Kurz vor der Sommerpause brachten die Grünen im Bundestag einen Gesetzentwurf ein, nach dem jüdische Kontingentflüchtlinge rentenrechtlich genauso behandelt werden sollen wie eine andere Gruppe von Zuwanderern aus der Ex-UdSSR, nämlich wie Spätaussiedler. Diese Zuwanderer aus dem „deutschen Sprach- und Kulturraum“ – so die offizielle Kategorie – fallen unter das Fremdrentengesetz (FRG). Nach dem FRG werden Beschäftigungszeiten im Herkunftsland als Versicherungszeiten nach dem bundesdeutschen Rentensystem berechnet, im Grunde also behandelt, als wäre der Rentenanspruch in Deutschland entstanden.

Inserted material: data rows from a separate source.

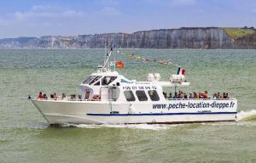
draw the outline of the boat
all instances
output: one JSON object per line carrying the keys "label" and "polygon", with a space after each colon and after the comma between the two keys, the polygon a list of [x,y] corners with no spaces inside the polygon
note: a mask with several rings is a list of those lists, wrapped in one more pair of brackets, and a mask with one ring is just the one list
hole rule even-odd
{"label": "boat", "polygon": [[103,65],[80,84],[81,98],[31,98],[32,103],[50,125],[236,121],[236,98],[166,98],[163,87],[176,90],[189,86],[183,69],[179,68],[177,74],[171,75],[166,81],[161,81],[158,73],[148,74],[145,82],[129,80],[117,71],[124,67],[123,62],[110,60],[113,53],[111,48]]}

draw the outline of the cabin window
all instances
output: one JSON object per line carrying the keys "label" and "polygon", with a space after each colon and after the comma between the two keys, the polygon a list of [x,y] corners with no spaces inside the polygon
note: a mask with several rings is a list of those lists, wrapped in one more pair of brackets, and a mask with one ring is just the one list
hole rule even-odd
{"label": "cabin window", "polygon": [[148,91],[149,98],[152,101],[159,101],[159,95],[155,90],[149,90]]}
{"label": "cabin window", "polygon": [[101,82],[97,82],[96,83],[94,84],[95,86],[100,86],[101,85]]}
{"label": "cabin window", "polygon": [[136,91],[137,97],[139,101],[147,101],[148,97],[144,91]]}
{"label": "cabin window", "polygon": [[89,84],[96,77],[96,76],[90,76],[83,83]]}
{"label": "cabin window", "polygon": [[131,91],[124,91],[124,94],[127,101],[135,101],[135,97]]}
{"label": "cabin window", "polygon": [[105,76],[102,79],[102,86],[108,86],[113,81],[114,81],[116,78],[117,78],[117,76]]}
{"label": "cabin window", "polygon": [[95,77],[90,82],[90,85],[93,84],[95,82],[96,82],[97,80],[99,80],[102,77],[102,76],[97,76],[96,77]]}

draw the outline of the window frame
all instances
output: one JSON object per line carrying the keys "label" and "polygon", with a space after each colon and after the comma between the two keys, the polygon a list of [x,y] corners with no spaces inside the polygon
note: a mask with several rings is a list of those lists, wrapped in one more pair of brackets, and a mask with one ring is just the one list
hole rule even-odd
{"label": "window frame", "polygon": [[[127,97],[126,97],[126,95],[125,95],[125,93],[131,93],[130,95],[131,95],[131,98],[127,98]],[[125,90],[125,91],[124,91],[124,95],[125,95],[125,99],[126,99],[126,101],[128,101],[128,102],[132,102],[132,101],[136,101],[136,98],[135,98],[135,96],[134,96],[134,93],[133,93],[133,92],[132,91],[131,91],[131,90]]]}
{"label": "window frame", "polygon": [[92,85],[93,83],[96,83],[97,81],[100,81],[102,76],[96,76],[93,80],[91,80],[89,82],[89,85]]}
{"label": "window frame", "polygon": [[[143,94],[141,94],[141,95],[138,95],[138,93],[143,93]],[[148,101],[148,96],[147,96],[147,94],[146,94],[146,93],[145,93],[145,91],[144,90],[137,90],[136,92],[135,92],[135,93],[136,93],[136,95],[137,95],[137,99],[139,100],[139,101]],[[143,98],[141,98],[141,97],[143,97]]]}
{"label": "window frame", "polygon": [[[149,93],[150,91],[153,92],[152,94],[154,94],[154,92],[156,93],[156,95],[157,95],[157,99],[154,99],[154,96],[151,96],[151,95],[150,95],[150,93]],[[156,90],[148,90],[148,96],[149,96],[149,98],[151,99],[151,101],[160,101],[160,97],[159,97],[159,94],[158,94],[158,93],[157,93]]]}
{"label": "window frame", "polygon": [[[106,79],[107,77],[110,77],[110,80],[108,81],[108,82],[107,84],[103,84],[103,80]],[[114,78],[113,80],[111,80],[112,78]],[[117,76],[103,76],[102,78],[102,86],[108,86],[109,84],[111,84],[113,81],[115,81],[117,79]]]}
{"label": "window frame", "polygon": [[97,76],[90,76],[85,79],[83,84],[89,84],[92,80],[94,80]]}

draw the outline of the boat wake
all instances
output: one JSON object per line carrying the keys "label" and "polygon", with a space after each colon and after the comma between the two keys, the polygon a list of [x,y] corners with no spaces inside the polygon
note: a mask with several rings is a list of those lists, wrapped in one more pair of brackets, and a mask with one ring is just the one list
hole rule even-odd
{"label": "boat wake", "polygon": [[256,120],[256,110],[251,110],[248,111],[240,111],[237,113],[236,121],[251,121]]}
{"label": "boat wake", "polygon": [[129,129],[144,129],[144,130],[166,130],[170,127],[179,125],[161,125],[161,124],[119,124],[119,125],[88,125],[88,124],[63,124],[64,127],[78,127],[78,128],[129,128]]}

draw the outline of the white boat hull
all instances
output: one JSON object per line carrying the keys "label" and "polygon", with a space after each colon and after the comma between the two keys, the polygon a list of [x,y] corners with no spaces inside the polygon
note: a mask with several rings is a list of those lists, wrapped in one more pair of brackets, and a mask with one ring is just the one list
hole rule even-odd
{"label": "white boat hull", "polygon": [[[62,101],[32,99],[49,124],[184,123],[236,121],[236,99],[170,100],[166,105],[152,103]],[[229,104],[229,107],[199,107],[200,103]],[[183,106],[175,108],[174,106]],[[232,106],[231,106],[232,105]],[[171,106],[171,107],[170,107]],[[203,106],[203,105],[202,105]],[[174,107],[174,108],[173,108]]]}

So erwächst bei einer Spätaussiedlerin aus der Beschäftigung als Krankenschwester in der Ex-UdSSR ein deutscher Rentenanspruch.

Dies soll laut Grünen-Entwurf auch für jüdische Kontingentflüchtlinge gelten, weil auch die seit 1991 „in der Verantwortung vor der deutschen Geschichte aufgenommen worden“ seien. Doch als dieser Gesetzentwurf in der letzten Bundestagssitzungswoche am 27. Juni beraten wurde – mangels Zeit nur im Protokoll –, wurde von Koalitionsseite eingewandt, dass eine Ausweitung des FRG auf weitere Gruppen heikle Rechtsfolgen hätte. Zudem, dieser Ansicht ist auch die SPD, müsse man zunächst versuchen, die jüdischen Zuwanderer in den Genuss direkter Rentenzahlungen der Herkunftsländer zu bringen.

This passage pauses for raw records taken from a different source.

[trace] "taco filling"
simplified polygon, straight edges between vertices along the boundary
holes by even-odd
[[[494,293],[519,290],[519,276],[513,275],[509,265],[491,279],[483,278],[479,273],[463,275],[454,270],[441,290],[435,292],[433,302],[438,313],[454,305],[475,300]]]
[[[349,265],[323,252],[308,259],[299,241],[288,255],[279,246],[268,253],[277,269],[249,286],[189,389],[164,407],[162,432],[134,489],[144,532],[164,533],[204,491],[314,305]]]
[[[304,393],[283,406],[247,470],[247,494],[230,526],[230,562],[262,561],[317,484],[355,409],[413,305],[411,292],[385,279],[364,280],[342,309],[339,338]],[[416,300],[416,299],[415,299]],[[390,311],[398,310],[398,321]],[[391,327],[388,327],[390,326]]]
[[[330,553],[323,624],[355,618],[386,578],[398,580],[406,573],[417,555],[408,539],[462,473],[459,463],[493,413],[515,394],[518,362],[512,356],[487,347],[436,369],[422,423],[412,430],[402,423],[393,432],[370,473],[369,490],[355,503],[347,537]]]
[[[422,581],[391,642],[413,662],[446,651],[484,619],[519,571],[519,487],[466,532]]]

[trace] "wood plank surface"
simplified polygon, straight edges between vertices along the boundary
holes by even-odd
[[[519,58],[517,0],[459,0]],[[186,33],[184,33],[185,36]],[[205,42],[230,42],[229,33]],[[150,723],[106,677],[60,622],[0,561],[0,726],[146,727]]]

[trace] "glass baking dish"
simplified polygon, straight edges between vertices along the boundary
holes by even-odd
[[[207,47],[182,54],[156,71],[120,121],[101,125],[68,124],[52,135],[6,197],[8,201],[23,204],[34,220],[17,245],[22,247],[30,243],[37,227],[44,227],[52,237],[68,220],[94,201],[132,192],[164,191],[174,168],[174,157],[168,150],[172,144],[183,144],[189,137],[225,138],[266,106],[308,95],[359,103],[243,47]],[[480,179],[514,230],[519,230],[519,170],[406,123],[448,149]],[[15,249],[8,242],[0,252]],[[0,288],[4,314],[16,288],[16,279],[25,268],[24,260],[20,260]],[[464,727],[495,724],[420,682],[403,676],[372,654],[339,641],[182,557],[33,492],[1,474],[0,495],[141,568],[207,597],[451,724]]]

Doch weder mit der Ukraine, dem Hauptherkunftsland hiesiger Juden, noch mit Weißrussland oder Moldawien hat Deutschland ein Sozialversicherungsabkommen, das solche Rentenzahlungen regeln würde. Wäre also eine Übernahme der jüdischen Zuwanderer ins FRG eine unbürokratische Hilfe für sie? Als aber Volker Beck, Grünen-Fraktionsgeschäftsführer und Hauptinitiator jenes Gesetzentwurfs, am Mittwoch in der Berliner Jüdischen Gemeinde mit Betroffenen über das Thema sprach, musste er merken, dass die Sache so einfach nicht ist. „Wir haben hier eine Idee entwickelt, die wahrscheinlich nicht alle Probleme löst“, stellte Beck fest. Denn selbst wenn das FRG auf diese Gruppe angewandt würde, wäre nicht viel gewonnen, weil die Umrechnungsschlüssel dabei mittlerweile so verschärft wurden, dass auch aus längeren Beschäftigungszeiten in der Ex-UdSSR nur ein minimaler Rentenbetrag entstände. Mit dem lägen die meisten jedoch immer noch unter den Grundsicherungsbeträgen.